普羅迪開口道,“不行啊,好吧,我承認了,這次的新人中沒幾個有資質的,主神都是把什麼人都往這個世界送啊,拜托,你們的好運氣快要到頭了,這個城市也撐不了多久,已經先一步淪陷了,現在你們害怕的話就給自己一槍說不定還會死的幸運一些,假使你們活過該恐怖片的劇情副本,還會不停地落入輪回,不停的遭遇恐怖,而且遠遠比這個世界來的恐怖多得多。“
話剛說完,安靜的後方傳來一陣慘叫,此刻在那漆黑的角落,一個帶著虎頭帽的男人正被一隻爬行的巨大喪屍隨手一爪子就撕成了兩半,身體的骨骼和柔韌性還想不存在一樣,就像普通人撕餐巾紙一樣幹幹脆脆的撕扯一半,那個渾身皮膚鼓起一塊塊堅如鋼鐵的肌肉塊,暗暗的發著紅,漆黑中的角落中爬出來一隻嘴角流著淡淡血跡的變異體喪屍,它那暗紅色的肌肉又慢慢地形成了起來,像之前那些部位受到的傷害也慢慢恢複了,地麵上留下幾顆從傷患處擠出體外的彈片,那生物嘶吼著仰頭看著漆黑的四周,他那猶如銅鈴的眼睛猶如紫外線雷達一樣,將周圍的移動生物的熱光譜描繪了出來,以及,那遠處正悉悉索索正在前進的四男一女,隨著那五人的身後慢慢的追蹤了過去。
“一人死亡,一人死亡....”眾人渾然不知身後跟著一個變異體的生物,他渾然能隱蔽掉身上粘稠血腥的殺意慢慢的追蹤,也就在這時候,一道冷冽的聲音不禁在腦海中恍然響了起來,這個聲音像是用機器混成的女聲,聲調平平沒有任何感情色彩,就像女機器人一樣,沒有情感、沒有意識、思維也總在0和1之間轉換,永遠停留在那複古的邏輯思維。
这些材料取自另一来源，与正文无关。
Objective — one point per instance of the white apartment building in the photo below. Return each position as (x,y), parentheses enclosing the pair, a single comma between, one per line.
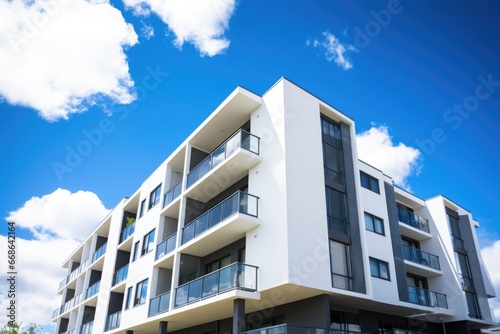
(264,221)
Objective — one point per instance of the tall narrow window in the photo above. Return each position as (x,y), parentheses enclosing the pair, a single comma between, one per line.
(336,211)
(463,269)
(136,251)
(456,235)
(129,298)
(374,224)
(148,242)
(340,262)
(472,305)
(369,182)
(141,292)
(142,207)
(154,197)
(379,268)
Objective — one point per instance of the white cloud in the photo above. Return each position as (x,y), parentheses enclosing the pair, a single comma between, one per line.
(376,148)
(334,50)
(200,22)
(490,255)
(60,56)
(62,213)
(59,221)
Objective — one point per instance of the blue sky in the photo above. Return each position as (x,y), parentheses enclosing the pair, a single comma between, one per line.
(422,75)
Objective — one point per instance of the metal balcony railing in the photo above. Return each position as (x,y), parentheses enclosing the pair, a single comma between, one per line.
(166,246)
(234,276)
(413,220)
(239,202)
(113,321)
(92,290)
(426,297)
(127,232)
(417,256)
(240,139)
(98,253)
(172,193)
(120,275)
(159,304)
(293,329)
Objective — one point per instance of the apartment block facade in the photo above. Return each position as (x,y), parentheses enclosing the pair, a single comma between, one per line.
(264,220)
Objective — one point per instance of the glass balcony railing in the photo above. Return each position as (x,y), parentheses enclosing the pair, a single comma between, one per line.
(426,297)
(413,220)
(234,276)
(113,321)
(172,194)
(98,253)
(127,232)
(293,329)
(417,256)
(120,275)
(241,139)
(166,246)
(93,289)
(87,328)
(239,202)
(159,304)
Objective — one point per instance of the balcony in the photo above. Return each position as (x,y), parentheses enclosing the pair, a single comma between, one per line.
(234,276)
(293,329)
(166,246)
(159,304)
(426,298)
(227,164)
(224,223)
(420,257)
(172,194)
(127,232)
(98,253)
(92,290)
(87,328)
(113,321)
(120,275)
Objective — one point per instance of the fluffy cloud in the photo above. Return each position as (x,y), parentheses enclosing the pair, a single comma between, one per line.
(334,50)
(60,56)
(490,255)
(59,221)
(376,148)
(61,214)
(200,22)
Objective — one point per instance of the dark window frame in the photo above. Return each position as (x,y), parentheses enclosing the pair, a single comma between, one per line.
(378,264)
(147,241)
(154,197)
(369,182)
(373,228)
(141,292)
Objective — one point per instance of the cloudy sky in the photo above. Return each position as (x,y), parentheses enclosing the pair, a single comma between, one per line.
(95,94)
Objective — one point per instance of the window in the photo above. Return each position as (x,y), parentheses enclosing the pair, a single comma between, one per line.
(129,298)
(456,235)
(463,269)
(374,224)
(136,251)
(141,208)
(340,263)
(217,264)
(472,305)
(336,211)
(141,292)
(332,152)
(379,268)
(154,198)
(369,182)
(148,242)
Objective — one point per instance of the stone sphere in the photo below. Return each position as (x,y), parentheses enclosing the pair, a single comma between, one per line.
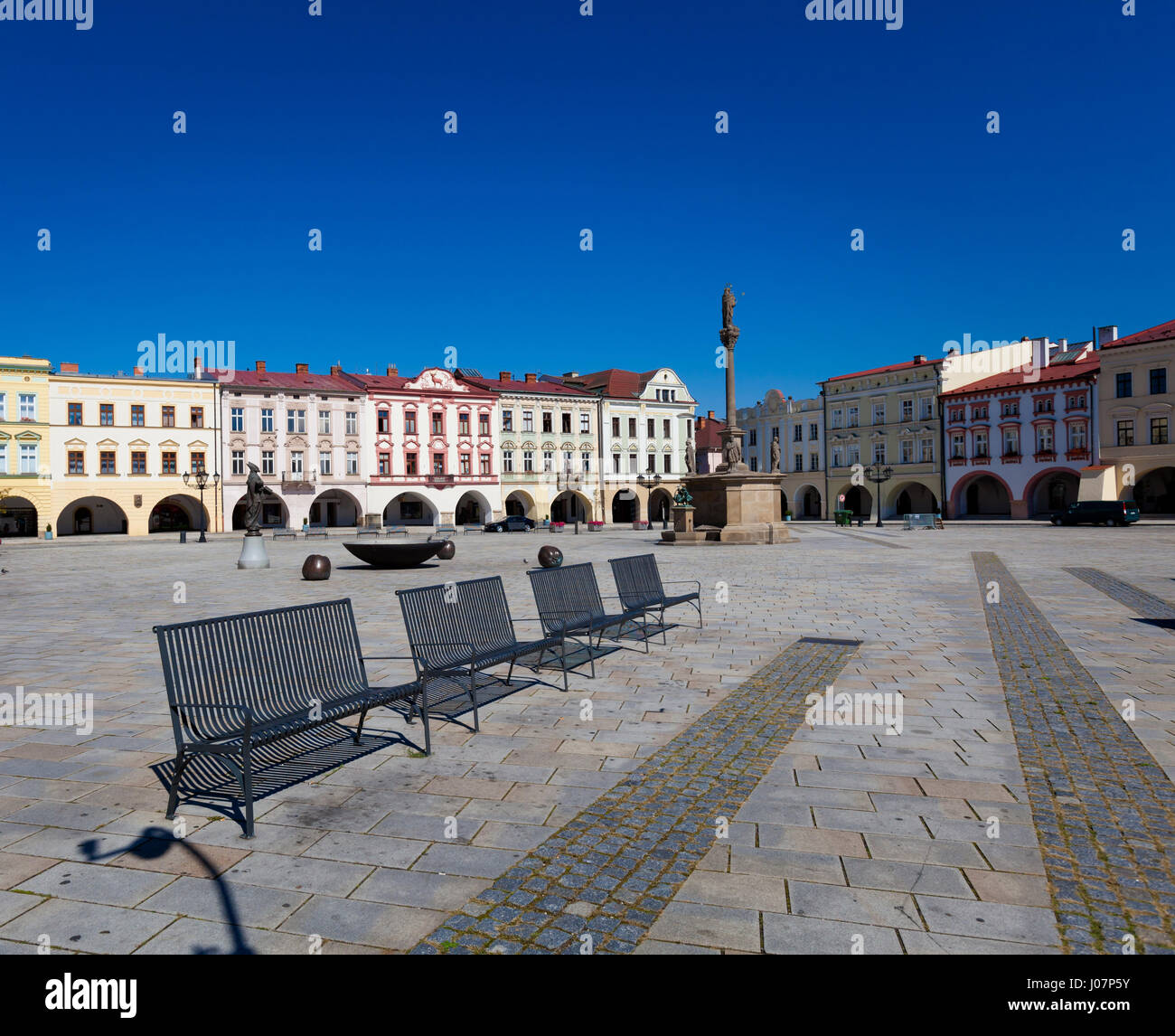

陸羽停下步伐,往後漆黑的身後看了一眼,冷笑一聲道:“那剛才停下休息的胖子已經被清理了,真的是很安靜啊,剛才那慘叫就是那小子遇害發生的吧,到底是多驚恐發得出那麼大的噪音,難不成是遇到一定規模的喪屍啊,你應該知道吧,我們資深者是沒有義務幫助任何一個新人,我們自身都沒辦法逃離死亡。”